Owing to the anatomical location of the prostate and the technique used, the presence of bladder and rectal contrast media appear to affect the anterior and posterior beams more than the laterals. A pencil beam algorithm was used for this study. This was very efficient and the insignificance of algorithm selection used in prostate planning has been shown in four-field box technique 15 MV by a study by Knoos et al.Reference Knöös, Wieslander and Cozzi26 It was concluded that for simple four-field box conformal techniques in the mostly uniform density pelvis that the selection of model/system is not critical for the final dose or dose distribution.
The major limitation of this study is that the same CT dataset was used with a bulk density correction, instead of scanning the patients with and without the CAs. It was felt, however, that to scan patients twice was not justified and to do so would also introduce possible variations in rectal and bladder volumes, as well as possible prostate positional changes. These may affect the DVHs and MUs required more so than the actual presence of small amounts of CAs and may make analysis of the contrast effect more difficult.

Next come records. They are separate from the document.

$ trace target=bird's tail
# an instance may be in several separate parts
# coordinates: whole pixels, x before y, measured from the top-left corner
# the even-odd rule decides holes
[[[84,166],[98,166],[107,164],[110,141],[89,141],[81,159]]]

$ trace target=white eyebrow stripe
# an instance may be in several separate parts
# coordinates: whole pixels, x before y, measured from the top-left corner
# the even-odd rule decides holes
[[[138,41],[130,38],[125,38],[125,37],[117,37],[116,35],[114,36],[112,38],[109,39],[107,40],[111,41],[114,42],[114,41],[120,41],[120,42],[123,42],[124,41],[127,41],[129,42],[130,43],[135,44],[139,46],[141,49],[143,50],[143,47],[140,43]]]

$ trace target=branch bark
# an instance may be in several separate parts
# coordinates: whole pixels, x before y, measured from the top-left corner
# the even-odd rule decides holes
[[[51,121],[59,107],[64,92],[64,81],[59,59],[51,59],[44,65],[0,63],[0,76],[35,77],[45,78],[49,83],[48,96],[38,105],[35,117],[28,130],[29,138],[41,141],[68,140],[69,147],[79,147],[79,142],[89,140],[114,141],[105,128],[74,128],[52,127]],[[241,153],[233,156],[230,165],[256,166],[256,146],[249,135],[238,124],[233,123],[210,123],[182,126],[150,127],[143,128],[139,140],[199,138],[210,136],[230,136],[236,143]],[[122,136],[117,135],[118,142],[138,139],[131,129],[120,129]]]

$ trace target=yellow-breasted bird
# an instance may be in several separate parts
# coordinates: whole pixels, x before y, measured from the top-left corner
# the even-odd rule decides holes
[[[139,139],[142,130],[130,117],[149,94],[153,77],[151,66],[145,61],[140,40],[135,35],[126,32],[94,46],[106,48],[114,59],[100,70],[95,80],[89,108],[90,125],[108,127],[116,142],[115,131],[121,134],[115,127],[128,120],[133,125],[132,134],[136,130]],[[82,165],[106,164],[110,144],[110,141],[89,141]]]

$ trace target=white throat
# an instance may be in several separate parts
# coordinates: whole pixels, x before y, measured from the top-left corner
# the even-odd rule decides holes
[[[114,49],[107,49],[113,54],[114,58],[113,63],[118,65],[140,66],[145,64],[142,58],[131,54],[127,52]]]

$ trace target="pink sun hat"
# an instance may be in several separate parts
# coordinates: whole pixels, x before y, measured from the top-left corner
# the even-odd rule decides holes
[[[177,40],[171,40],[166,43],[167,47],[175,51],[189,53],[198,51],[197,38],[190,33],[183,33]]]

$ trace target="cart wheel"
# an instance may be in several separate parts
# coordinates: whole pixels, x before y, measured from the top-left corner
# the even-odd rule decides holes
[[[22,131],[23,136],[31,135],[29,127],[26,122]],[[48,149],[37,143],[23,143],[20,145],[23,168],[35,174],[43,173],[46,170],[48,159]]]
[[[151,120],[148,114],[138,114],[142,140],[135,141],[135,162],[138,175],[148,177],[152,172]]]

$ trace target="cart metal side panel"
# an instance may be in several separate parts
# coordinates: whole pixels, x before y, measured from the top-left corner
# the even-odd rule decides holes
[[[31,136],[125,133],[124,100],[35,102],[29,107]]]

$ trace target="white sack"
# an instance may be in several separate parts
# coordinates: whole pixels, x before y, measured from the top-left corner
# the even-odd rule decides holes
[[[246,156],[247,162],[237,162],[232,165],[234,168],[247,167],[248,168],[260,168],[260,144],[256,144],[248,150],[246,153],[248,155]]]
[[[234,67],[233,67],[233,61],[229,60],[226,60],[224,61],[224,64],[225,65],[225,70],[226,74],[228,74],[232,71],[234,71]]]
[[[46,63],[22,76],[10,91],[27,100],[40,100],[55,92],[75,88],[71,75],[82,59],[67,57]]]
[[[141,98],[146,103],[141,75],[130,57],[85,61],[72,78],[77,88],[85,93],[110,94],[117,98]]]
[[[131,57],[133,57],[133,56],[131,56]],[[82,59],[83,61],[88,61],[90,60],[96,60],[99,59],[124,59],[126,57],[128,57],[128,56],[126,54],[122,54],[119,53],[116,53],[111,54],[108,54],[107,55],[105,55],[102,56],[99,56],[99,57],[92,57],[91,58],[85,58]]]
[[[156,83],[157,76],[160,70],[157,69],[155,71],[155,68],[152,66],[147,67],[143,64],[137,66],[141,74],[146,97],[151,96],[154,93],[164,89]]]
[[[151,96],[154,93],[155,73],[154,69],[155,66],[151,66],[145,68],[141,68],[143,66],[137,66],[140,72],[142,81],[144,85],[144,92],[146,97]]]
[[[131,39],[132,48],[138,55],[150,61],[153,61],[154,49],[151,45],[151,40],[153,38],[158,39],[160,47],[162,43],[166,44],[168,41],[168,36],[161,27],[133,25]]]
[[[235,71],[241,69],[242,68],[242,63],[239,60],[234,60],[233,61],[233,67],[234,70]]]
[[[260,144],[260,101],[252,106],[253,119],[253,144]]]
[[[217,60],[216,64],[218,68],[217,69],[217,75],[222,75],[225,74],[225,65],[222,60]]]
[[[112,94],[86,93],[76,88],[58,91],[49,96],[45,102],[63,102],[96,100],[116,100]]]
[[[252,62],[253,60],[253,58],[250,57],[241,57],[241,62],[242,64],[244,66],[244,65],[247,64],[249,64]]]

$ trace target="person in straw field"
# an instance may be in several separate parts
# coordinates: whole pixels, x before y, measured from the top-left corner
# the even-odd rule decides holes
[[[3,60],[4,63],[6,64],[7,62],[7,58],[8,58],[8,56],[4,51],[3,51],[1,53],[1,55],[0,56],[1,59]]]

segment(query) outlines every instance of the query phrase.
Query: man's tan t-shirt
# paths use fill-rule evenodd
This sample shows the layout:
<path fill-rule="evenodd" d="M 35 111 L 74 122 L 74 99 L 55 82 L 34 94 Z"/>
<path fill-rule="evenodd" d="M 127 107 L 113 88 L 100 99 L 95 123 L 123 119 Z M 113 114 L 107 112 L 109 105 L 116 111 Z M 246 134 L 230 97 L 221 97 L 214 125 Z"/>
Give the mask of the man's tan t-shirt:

It is evident that any dosimetric changes that occur when contrast is introduced affect the dose minimally. Consideration must be given to the volumes and concentration used as advised by Ramm et al.Reference Ramm, Damrau and Mose19 The electron density is of importance at therapeutic energies due to the compton effect. When treatment planning dose volume constraints are very close to being met, one must consider the possibility that the dose to the structure can differ if density corrections are not accounted for. Despite these changes being small, they may in very rare occasions affect the acceptability of plans when adhering to constraints.
Acknowledgements
Special thanks to Michelle Leech, Head of Discipline of Radiation Therapy, Trinity College Dublin for all her help and support.
Conflicts of interest
There is no conflict of interest to report for this article.